Но причем же тут Лесков? — спросим мы. Если для Шостаковича «Леди Макбет…» — не более, как предлог и импульс, — то стоит ли придавать этому контакту столь важное значение в раздумьях о судьбе лесковского сюжета?

Стоит. Уже хотя бы потому, что это тот случай, когда встречаются великие художники. Здесь ведь и импульсы не случайны, и предлоги отыскиваются не вслепую. И если в данном очерке Лескова действительно нет прямых раздумий о «толпе», соучаствующей в драме, — то их предостаточно в других лесковских произведениях. Вне ощущения «русской загадки» Лесков непредставим. Народную русскую толщу он знал лучше других классиков. «Словесный узор», который мы привычно ищем у Лескова, есть порождение тектонических сдвигов, улавливаемых им в толще векового быта. Эти сдвиги — вне привычной логики, они — в ином измерении, «за гранью» видимого…

Так что Шостакович получил от Лескова не просто предлог и импульс. Он получил больше — то самое, что мы и называем лесковской «загадкой», что всплывает «коварством речи», что выбивается за край логики. В этом смысле глубоко неслучайна перекличка именно этих двух гениев: великого изографа, лукавца, посылающего нам свои «импульсы» из логичного девятнадцатого века, и «великого ребенка», рвущегося своей музыкой за грань данности из века двадцатого. Неслучайна ведь у Шостаковича постоянная тяга за пределы привычной звуковой выразительности, стремление вместить то огромное жизненное содержание, которое на него надвинулось. И недаром передавали современники ощущение от его музыки, как от трехмерной, осязаемой, наподобие скульптуры. Константин Федин, услышав игру Шостаковича-школьника, «худенького мальчика с мужским ударом пальцев», — заметил, что у него музыка «заставляет переживать звук так, как будто это… театр, где все очевидно, до смеха, до слез»; музыка разговаривает, болтает, озорничает.

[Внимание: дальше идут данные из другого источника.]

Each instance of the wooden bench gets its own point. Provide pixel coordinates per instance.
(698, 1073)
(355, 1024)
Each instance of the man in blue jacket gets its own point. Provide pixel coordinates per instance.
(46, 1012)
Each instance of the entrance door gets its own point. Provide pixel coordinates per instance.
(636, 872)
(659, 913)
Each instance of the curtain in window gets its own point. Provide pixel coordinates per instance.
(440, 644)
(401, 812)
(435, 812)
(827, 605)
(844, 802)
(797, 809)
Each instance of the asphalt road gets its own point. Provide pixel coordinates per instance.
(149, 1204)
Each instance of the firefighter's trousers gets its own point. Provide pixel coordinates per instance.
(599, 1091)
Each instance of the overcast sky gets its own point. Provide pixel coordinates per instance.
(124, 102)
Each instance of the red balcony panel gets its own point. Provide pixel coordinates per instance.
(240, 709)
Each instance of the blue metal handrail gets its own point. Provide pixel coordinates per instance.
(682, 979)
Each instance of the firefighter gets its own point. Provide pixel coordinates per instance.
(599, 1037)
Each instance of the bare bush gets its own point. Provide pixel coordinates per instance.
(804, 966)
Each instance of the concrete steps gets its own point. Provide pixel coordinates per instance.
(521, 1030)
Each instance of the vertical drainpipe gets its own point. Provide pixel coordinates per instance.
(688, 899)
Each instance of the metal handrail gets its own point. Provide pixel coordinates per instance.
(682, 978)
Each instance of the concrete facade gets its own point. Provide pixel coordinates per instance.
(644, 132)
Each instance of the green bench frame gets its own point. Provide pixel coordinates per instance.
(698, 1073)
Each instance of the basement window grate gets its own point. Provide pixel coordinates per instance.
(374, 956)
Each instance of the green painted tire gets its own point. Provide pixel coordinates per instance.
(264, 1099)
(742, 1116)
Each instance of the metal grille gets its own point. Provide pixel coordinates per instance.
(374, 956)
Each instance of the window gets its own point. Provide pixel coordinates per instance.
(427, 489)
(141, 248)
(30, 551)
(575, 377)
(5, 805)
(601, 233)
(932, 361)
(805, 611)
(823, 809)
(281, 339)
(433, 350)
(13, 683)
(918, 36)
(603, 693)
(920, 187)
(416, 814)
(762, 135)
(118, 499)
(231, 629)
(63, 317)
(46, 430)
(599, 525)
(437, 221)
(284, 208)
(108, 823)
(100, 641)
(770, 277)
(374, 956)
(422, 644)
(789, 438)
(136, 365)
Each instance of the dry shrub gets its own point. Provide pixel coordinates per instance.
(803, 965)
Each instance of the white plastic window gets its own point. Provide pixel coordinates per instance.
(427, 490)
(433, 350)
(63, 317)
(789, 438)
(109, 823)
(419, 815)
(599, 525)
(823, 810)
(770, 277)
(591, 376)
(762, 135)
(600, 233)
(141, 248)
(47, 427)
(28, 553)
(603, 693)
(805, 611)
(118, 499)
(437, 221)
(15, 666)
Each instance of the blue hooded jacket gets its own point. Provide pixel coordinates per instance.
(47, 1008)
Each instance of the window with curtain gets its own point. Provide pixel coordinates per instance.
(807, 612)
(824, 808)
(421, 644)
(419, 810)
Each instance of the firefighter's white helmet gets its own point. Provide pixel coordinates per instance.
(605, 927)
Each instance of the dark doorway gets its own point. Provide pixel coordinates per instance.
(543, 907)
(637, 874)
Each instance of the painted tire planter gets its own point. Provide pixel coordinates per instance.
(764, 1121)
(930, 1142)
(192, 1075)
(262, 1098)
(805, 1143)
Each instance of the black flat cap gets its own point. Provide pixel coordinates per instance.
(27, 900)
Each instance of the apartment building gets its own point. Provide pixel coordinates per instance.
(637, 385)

В сплетении причудливых поисков музицирующего мальчика Константин Федин увидел «будущего Дмитрия Шостаковича».

Будущее подтвердило фединские предчувствия. Великий симфонист охотно писал музыку к кинофильмам. Параллельно струнному квартету он создавал «Марш советской милиции». Драматизм его музыкальной концепции был порожден ощущением огромной и пестрой реальности, заведомо не укладывающейся в гармонические каноны. Интерес Шостаковича к литературным текстам выдает в нем настоящего художника двадцатого века. И из Гоголя он выбрал не «Сорочинскую ярмарку» и не «Майскую ночь», по которым можно было бы сделать вариации классического или романтического толка, — он выбрал «Нос»: необъяснимое, фантастическое соединение бытовых элементов.